Escapee gets more jail time
A man from Gusher, Utah, was sentenced this month to serve zero to five years in the Utah State Prison after he was convicted of escaping from Summit County jailers at Kimball Junction April 10.
Charles Val McCurdy, 27, escaped at around 3 a.m. while on a work detail for inmates at the Landmark Inn, authorities said.
McCurdy escaped with help from Tonya Downs, 40, and 33-year-old inmate Nicholas Justin Anderson, prosecutors claim.
McCurdy and Anderson were doing laundry when Downs picked McCurdy up at the hotel, court papers state.
"Downs dropped McCurdy off at a gas station located in the Jeremy Ranch area of Park City," Summit County Attorney David Brickey claimed in a court filing. "When no one returned, McCurdy stated he saw police officers, so he climbed to the top of the car wash drier to hide."
McCurdy later offered a construction worker $50 to drive him to a check-cashing business in Midvale where he was apprehended by police, Brickey claimed.
McCurdy and Anderson were emptying laundry carts when McCurdy escaped, Brickey added.
Detectives knew McCurdy had roughly $300 worth of checks from the Summit County Jail, prosecutors claimed.
"Sometime thereafter, Check City in Midvale called and stated that McCurdy and another individual were at the Check City attempting to cash one of the [checks]," court papers filed by prosecutors state.
According to Brickey, Midvale officers detained McCurdy at the business.
The suspect later told investigators he had worked with the crew doing laundry for eight months, court papers state.

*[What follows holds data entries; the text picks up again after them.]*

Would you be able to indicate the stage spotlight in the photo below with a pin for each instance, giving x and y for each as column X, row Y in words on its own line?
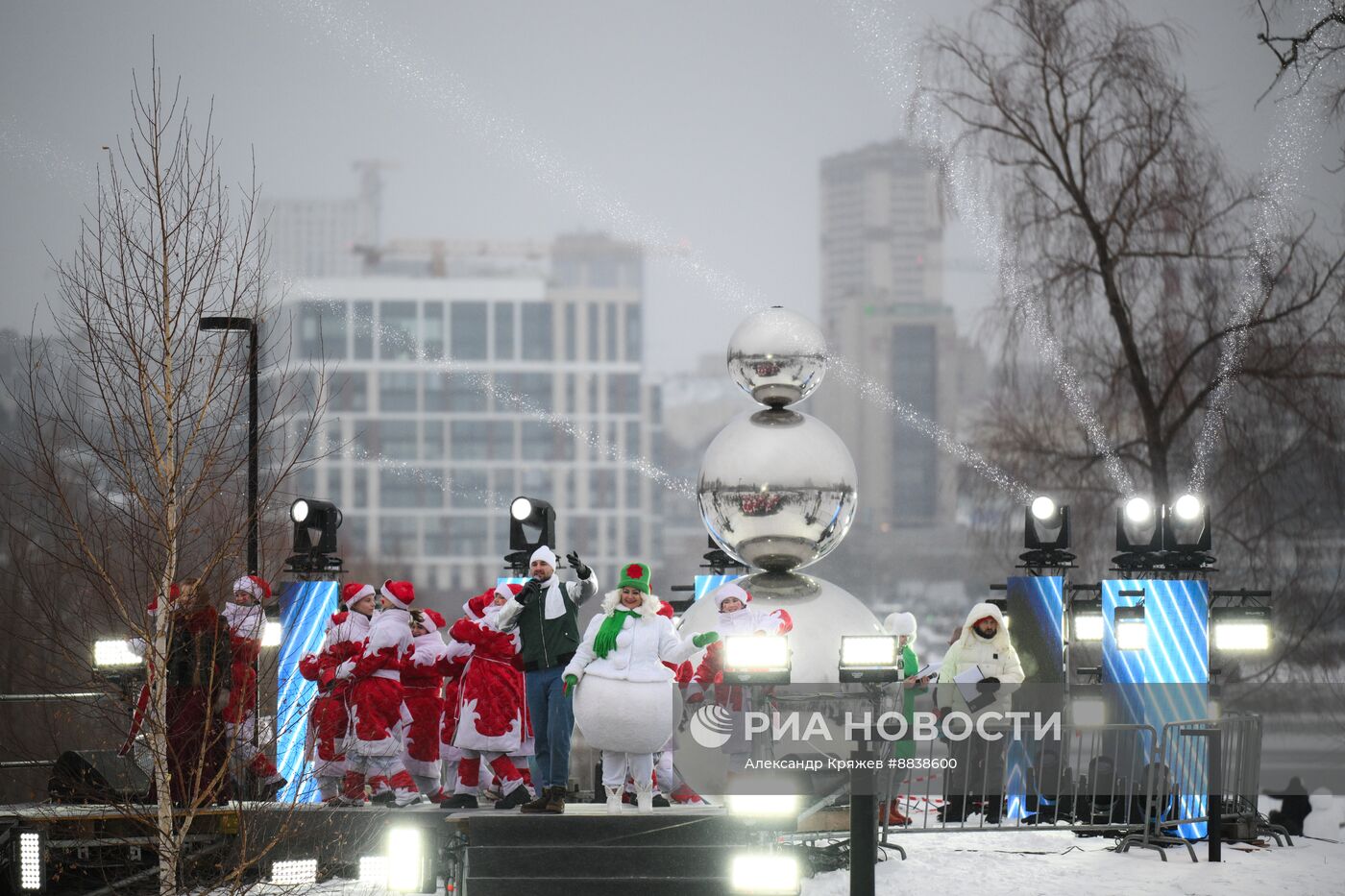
column 29, row 873
column 293, row 872
column 114, row 654
column 1132, row 628
column 773, row 873
column 1240, row 628
column 1045, row 534
column 407, row 866
column 531, row 523
column 869, row 658
column 756, row 660
column 1087, row 620
column 1186, row 530
column 315, row 536
column 763, row 805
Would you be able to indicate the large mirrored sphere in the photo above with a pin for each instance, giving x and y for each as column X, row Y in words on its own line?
column 777, row 356
column 822, row 613
column 777, row 490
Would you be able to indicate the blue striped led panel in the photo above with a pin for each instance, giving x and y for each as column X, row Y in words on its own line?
column 1173, row 668
column 305, row 608
column 705, row 584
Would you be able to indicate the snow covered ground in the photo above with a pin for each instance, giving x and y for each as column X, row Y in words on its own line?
column 1060, row 862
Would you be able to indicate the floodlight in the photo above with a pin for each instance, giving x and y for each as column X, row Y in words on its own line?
column 407, row 861
column 869, row 658
column 756, row 872
column 293, row 872
column 763, row 805
column 114, row 653
column 756, row 660
column 373, row 869
column 1132, row 628
column 1088, row 712
column 27, row 869
column 1087, row 619
column 1240, row 628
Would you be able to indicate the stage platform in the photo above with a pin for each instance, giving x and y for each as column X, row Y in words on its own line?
column 679, row 849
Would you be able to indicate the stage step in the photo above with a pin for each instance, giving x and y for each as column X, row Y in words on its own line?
column 672, row 852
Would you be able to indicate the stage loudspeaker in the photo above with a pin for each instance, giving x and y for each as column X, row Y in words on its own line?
column 97, row 777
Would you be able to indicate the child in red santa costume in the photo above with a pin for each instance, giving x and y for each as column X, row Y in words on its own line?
column 330, row 720
column 423, row 687
column 491, row 707
column 377, row 697
column 246, row 621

McCurdy and Anderson had previously discussed escaping from jail, Brickey claimed.
According to the Department of Corrections, in 1998 McCurdy was convicted of arranging to distribute a controlled substance. Also, he was reportedly convicted in Eighth District Court in Vernal of possession of a controlled substance in 2003 and forgery and drug possession in 2004.

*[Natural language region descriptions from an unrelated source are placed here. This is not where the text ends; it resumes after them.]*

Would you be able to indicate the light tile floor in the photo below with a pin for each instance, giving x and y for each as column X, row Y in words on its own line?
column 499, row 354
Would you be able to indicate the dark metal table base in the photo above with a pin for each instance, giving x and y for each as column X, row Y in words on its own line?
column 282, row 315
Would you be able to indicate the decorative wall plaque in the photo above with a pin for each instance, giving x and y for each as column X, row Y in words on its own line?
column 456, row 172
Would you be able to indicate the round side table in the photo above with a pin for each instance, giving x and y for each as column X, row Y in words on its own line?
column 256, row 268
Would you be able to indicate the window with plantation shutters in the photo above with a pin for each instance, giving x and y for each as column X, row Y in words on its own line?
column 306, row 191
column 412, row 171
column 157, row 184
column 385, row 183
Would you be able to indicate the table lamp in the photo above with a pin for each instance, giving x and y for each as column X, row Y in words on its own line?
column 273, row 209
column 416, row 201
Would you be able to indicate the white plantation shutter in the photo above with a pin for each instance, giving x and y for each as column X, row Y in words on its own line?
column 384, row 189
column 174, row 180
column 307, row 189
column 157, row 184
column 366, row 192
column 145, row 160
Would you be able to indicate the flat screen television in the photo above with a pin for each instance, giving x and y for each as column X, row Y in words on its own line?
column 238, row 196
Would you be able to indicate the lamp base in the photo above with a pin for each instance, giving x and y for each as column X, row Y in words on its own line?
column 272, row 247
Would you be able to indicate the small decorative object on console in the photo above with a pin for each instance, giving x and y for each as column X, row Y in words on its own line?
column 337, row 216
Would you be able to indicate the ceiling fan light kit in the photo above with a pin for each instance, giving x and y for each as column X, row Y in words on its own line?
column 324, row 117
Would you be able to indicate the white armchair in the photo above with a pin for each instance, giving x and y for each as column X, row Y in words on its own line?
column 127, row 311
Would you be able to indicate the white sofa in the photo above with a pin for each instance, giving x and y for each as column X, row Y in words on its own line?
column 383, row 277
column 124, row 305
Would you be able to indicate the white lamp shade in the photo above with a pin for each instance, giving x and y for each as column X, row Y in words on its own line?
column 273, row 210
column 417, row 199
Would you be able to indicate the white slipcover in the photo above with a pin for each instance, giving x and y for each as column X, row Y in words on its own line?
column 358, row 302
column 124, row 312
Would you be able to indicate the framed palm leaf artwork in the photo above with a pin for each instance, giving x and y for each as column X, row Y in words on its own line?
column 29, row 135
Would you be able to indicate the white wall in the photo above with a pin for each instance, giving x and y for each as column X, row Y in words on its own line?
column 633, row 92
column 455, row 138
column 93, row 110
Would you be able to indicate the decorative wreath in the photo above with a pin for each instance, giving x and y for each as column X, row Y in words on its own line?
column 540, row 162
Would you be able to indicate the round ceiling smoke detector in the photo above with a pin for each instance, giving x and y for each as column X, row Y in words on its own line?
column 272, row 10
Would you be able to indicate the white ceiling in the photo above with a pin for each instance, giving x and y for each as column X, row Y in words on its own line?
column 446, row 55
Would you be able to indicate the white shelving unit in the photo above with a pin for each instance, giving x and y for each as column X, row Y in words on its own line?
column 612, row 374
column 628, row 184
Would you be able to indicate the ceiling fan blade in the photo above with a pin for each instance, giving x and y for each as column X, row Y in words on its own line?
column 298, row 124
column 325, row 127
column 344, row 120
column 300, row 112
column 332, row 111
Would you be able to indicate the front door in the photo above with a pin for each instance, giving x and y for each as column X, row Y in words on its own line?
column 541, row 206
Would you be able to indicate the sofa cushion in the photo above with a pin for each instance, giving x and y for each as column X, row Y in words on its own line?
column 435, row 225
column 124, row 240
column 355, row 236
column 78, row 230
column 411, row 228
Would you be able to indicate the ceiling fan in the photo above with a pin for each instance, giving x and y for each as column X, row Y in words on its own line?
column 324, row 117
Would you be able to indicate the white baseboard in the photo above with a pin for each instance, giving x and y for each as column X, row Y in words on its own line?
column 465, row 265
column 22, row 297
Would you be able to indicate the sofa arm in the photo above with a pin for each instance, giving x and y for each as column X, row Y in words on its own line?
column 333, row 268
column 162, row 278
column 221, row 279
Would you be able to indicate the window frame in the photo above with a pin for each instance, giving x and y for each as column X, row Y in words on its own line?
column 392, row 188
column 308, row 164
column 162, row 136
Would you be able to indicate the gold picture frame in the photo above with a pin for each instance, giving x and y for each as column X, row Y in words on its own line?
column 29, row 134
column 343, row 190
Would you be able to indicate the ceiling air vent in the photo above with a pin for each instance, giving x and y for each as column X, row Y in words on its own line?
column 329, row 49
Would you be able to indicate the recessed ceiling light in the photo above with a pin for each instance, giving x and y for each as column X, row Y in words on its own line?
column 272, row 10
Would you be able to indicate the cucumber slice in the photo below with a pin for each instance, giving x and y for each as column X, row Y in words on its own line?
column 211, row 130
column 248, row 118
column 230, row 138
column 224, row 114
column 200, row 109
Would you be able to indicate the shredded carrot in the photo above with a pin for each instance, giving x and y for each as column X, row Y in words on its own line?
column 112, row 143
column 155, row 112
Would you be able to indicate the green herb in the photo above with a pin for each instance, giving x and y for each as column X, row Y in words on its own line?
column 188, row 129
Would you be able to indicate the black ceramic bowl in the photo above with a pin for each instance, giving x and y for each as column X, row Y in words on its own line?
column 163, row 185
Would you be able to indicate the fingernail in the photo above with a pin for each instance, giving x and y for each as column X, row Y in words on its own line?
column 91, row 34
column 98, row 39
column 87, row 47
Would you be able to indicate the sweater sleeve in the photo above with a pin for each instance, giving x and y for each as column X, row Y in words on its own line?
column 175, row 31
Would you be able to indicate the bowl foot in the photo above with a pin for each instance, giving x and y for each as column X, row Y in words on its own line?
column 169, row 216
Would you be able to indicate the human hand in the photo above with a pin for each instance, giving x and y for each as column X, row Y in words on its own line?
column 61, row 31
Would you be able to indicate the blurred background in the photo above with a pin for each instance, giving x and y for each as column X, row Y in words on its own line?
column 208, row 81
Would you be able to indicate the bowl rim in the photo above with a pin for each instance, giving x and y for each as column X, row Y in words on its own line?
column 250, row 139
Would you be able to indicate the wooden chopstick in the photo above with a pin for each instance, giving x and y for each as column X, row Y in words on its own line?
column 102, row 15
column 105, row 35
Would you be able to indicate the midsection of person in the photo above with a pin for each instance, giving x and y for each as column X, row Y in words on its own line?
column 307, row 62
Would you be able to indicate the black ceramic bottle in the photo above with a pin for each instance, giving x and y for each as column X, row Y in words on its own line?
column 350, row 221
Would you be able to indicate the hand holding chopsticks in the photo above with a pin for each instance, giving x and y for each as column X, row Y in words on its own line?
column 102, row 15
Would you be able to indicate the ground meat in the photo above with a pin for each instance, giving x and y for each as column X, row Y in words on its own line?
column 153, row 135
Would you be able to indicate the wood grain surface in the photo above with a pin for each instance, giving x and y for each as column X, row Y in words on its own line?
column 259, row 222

This month Downs was sentenced to serve jail time and pay a $2,500 fine and Anderson was sentenced to serve zero to five years in prison and pay a $1,500 fine for assisting McCurdy in the escape, according to a Third District Court clerk.
"[McCurdy] was a model inmate. He was not a discipline problem," Summit County Sheriff Dave Edmunds said at the time of McCurdy’s escape.
Whether inmates are released for employment depends on their criminal history and behavior while incarcerated.
McCurdy was the first inmate to escape from a work-release program in Summit County during Edmunds’ administration, the sheriff said, adding that nobody has escaped from the Summit County Jail since the facility opened in the mid-1990s.
According to Edmunds, prior to his escape, McCurdy was slated for release within a few weeks.